Por eso y por mucho más —el halo de confianza y la seguridad de triunfo que inspiraba en los suyos, porque pedía la bola en momentos de apuro y caminaba como uno más sin sus grados de grandeza— Sancti Spíritus lo lloró por dos días y le regaló una despedida memorable.
“Te parabas en el Paseo Norte y mirabas para abajo hasta que las cabecitas se te perdían llegando al parque Serafín Sánchez…”, evoca José Zamora y suspira: “Al cementerio no le cabía una gente más”.
Cincuenta años después, Huelga está en su saga de hijos, nietos, familia. Queda en su estadio, en su estatua que bien merece recobrar los colores a la altura del hombre que quebrantó la madrugada del 4 de julio y aún sigue aquí, atragantado en el recuerdo y el corazón de su gente.
Hermosa y sentida crónica, desde el título que atrapa hasta el punto final.
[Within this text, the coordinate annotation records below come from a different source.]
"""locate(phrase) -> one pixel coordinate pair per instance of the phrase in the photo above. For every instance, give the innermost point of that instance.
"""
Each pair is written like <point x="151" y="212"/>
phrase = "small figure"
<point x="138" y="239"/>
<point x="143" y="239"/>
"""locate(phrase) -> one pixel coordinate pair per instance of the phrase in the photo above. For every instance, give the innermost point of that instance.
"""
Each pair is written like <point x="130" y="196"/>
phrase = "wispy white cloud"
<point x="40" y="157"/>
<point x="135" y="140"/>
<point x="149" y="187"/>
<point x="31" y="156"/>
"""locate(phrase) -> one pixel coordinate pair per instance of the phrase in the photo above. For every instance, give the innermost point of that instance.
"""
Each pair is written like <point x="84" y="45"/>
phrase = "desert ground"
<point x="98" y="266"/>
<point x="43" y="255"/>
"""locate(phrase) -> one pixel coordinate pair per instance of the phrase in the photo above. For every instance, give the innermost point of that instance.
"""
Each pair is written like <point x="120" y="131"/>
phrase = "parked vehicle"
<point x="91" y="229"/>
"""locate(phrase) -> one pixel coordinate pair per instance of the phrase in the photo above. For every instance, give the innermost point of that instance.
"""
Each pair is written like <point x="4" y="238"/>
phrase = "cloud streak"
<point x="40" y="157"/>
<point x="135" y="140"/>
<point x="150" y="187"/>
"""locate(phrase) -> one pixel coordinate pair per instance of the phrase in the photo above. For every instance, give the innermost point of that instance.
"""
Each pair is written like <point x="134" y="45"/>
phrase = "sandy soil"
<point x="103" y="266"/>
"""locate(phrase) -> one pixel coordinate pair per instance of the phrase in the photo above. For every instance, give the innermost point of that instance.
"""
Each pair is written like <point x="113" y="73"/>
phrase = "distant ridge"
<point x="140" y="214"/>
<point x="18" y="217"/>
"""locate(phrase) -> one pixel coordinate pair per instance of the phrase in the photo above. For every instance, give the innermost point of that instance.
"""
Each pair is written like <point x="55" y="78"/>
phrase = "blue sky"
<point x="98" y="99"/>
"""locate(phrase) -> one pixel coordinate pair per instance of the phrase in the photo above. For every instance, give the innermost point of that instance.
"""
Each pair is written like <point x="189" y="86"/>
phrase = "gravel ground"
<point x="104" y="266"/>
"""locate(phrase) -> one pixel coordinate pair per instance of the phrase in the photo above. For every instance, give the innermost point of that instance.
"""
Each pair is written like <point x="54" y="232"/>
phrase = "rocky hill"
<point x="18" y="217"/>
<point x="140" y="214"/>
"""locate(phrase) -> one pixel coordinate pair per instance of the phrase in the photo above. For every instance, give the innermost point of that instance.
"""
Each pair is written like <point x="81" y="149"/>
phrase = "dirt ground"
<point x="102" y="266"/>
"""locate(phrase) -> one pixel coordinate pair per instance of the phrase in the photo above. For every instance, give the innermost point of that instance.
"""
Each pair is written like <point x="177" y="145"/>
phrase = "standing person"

Uno de nuestros grandes peloteros, José Antonio Huelga, permanece en el recuerdo de su pueblo por derecho propio, tanto en su natal Sancti Spíritus como en cualquier rincón de esta Isla donde habite un ser que haya disfrutado viéndolo lanzar con toda Cuba a sus espaldas y en el centro de su pecho. Eran tiempos de gloria de nuestro deporte, como solo puede suceder en un país cuyo estadista mayor fuera tan brillante gobernante como atleta. Y también un trabajo digno del medio que lo acoge, Escambray, el mejor órgano de prensa cubano.